1.3.1.1 Les partitions de la mémoire

Selon Sanford et Garrod (1981, 1998), le lecteur analyse un texte en référence à des partitions de la mémoire qui sont supposées être les structures de données antérieures à partir desquelles le langage qui ‘« intègre ’» le système est interprété. Afin de décrire comment le lecteur accède aux informations en mémoire au cours du processus de compréhension, les auteurs proposent quatre partitions de la mémoire qui peuvent être traitées comme des domaines de recherche distincts et auxquelles l’individu accède de manière indépendante. La première distinction entre les partitions dynamiques et statiques est basée sur la disponibilité des informations au cours de la lecture ou plus précisément sur la mise au premier plan. Les partitions dynamiques référent aux partitions sur lesquelles l’attention est focalisée et consistent en des représentations correspondant aux entrées textuelles récentes alors que les partitions statiques correspondent à des représentations plus permanentes et stables en mémoire. Sanford et Garrod (1981, 1998) proposent parallèlement de distinguer les partitions directement dérivées de l’interprétation des informations textuelles et de celles qui incluent les connaissances issues d’autres sources. Ceci conduit à différencier les connaissances générales de la représentation épisodique en ce qui concerne les partitions statiques et à définir un focus explicite et un focus implicite comme partitions dynamiques. (voir figure 1)
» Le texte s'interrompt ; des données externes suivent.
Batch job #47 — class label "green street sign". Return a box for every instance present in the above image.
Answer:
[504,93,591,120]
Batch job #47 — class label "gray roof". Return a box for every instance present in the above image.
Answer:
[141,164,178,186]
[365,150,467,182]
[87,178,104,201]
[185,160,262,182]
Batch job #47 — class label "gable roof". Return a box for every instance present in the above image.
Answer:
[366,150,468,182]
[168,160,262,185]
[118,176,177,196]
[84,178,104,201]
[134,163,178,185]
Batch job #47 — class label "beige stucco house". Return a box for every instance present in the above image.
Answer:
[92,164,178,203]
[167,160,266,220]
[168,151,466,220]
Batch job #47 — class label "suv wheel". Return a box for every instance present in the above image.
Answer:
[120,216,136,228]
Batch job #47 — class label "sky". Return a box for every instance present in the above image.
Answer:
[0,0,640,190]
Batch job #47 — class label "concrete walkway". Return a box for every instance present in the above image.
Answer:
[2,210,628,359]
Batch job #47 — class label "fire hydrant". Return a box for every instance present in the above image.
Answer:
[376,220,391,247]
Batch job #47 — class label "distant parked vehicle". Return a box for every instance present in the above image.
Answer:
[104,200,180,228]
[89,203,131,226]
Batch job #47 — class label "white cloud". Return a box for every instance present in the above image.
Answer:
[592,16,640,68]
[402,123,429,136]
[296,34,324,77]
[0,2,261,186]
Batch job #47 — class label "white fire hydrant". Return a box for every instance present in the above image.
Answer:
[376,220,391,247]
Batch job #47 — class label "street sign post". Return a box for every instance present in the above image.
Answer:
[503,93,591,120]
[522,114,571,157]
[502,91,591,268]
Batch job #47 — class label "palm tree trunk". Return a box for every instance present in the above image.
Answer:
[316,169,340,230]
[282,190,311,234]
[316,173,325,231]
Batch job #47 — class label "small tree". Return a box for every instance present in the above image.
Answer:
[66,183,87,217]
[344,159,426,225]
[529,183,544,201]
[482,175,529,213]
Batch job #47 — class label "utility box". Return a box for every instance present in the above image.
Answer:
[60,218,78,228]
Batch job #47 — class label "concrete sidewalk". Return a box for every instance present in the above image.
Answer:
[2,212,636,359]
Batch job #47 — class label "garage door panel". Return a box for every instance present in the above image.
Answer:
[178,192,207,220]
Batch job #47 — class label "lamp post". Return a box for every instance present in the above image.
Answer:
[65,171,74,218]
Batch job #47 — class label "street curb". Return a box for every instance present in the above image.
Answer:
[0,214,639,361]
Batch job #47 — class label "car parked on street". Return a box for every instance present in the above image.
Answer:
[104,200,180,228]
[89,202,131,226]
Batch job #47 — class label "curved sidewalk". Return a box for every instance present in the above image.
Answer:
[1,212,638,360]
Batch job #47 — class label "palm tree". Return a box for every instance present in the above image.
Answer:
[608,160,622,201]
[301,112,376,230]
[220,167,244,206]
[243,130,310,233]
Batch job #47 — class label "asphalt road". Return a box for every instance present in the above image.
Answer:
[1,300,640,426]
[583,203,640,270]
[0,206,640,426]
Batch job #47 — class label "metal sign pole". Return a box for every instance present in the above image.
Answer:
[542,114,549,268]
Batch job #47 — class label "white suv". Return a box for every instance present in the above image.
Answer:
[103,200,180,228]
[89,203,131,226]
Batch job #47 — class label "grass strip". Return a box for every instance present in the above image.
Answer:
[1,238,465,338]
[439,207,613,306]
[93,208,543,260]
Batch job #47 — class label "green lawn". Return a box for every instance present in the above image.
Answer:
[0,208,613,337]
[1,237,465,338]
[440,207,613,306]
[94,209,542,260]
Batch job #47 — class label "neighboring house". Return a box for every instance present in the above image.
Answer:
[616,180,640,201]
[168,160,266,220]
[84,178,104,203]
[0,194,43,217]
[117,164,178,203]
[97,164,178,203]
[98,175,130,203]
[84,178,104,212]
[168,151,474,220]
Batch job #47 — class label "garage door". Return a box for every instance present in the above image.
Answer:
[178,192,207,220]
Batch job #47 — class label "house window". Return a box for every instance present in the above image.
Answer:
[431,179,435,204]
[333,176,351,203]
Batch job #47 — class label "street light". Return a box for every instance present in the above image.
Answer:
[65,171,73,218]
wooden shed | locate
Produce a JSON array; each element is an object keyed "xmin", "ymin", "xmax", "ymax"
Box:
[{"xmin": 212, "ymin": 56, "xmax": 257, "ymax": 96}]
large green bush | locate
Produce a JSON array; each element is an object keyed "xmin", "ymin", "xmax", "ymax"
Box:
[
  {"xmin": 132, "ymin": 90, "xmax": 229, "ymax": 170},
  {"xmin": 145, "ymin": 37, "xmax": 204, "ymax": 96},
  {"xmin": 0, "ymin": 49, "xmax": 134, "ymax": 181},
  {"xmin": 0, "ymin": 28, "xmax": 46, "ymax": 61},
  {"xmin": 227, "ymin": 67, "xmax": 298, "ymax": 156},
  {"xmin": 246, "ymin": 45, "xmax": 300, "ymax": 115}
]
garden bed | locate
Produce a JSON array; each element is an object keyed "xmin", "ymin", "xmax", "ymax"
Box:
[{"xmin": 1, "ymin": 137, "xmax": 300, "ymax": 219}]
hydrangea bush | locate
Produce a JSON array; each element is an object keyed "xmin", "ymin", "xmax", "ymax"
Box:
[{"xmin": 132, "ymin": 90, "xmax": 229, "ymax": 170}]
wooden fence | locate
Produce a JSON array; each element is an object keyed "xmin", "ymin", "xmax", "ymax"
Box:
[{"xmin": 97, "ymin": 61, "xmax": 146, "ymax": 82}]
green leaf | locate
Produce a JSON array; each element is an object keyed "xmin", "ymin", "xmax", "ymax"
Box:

Figure 1. Les partitions de la mémoire selon le modèle d'attention focalisée et d'appariement de scénarios (Sanford & Garrod, 1981, p. 159)
  Texte Connaissance
Dynamique Focus Explicite Focus Implicite
Statique Représentation épisodique du texte Connaissances générales (scénarios)

Les partitions dynamiques (i.e., focus explicite et focus implicite) représentent les deux principaux aspects qui définissent le déroulement d’un texte. Premièrement, un récit s’organise autour de personnages et autres entités ainsi que des actions menées par ces personnages. À chaque moment de la narration, certains de ces personnages sont mis au premier plan et d’autres en arrière plan. Les changements d’état dans cette mise au premier plan au cours du processus de compréhension reflètent alors l’aspect dynamique d’un récit. À la lecture d’un texte, le lecteur doit donc être capable de maintenir au premier plan les personnages et autres entités du discours afin d’être en mesure de les connecter à différentes parties du texte. Deuxièmement, un récit décrit un ensemble d’actions et de scènes sur lesquelles l’attention portée par les lecteurs varie semblablement et conjointement à celle des personnages impliqués dans ces scènes. Sanford et Garrod (1981,1998) postulent alors que les entités actuellement pertinentes du discours (i.e., les personnages) sont maintenues au sein du focus explicite alors que les situations actuellement pertinentes (i.e., caractéristiques du protagoniste, actions, scènes…) définies sous le terme de scénarios constituent le focus implicite. Parallèlement, les auteurs émettent l’hypothèse selon laquelle le focus explicite a une capacité de stockage limitée et par conséquent que sont maintenues en focus explicite uniquement les entités discursives qui n’ont pas donné lieu à un scénario. À l’inverse, le focus implicite n’est pas limité en termes de capacité de stockage mais est envisagé comme une partie actuellement activée de la MLT c’est-à-dire privilégiée en termes de facilité d’accès. Les scénarios sont supposés être des représentations de situations spécifiques, disponibles en MLT ce qui implique le fait que le focus implicite ne soit pas le simple reflet des informations textuelles mais une interprétation. Ces deux systèmes distincts, chacun possédant ses propres propriétés, sont reliés l’un à l’autre par des appariements entre la représentation référentielle discursive des personnages et les rôles qu’ils occupent dans les représentations des scénarios.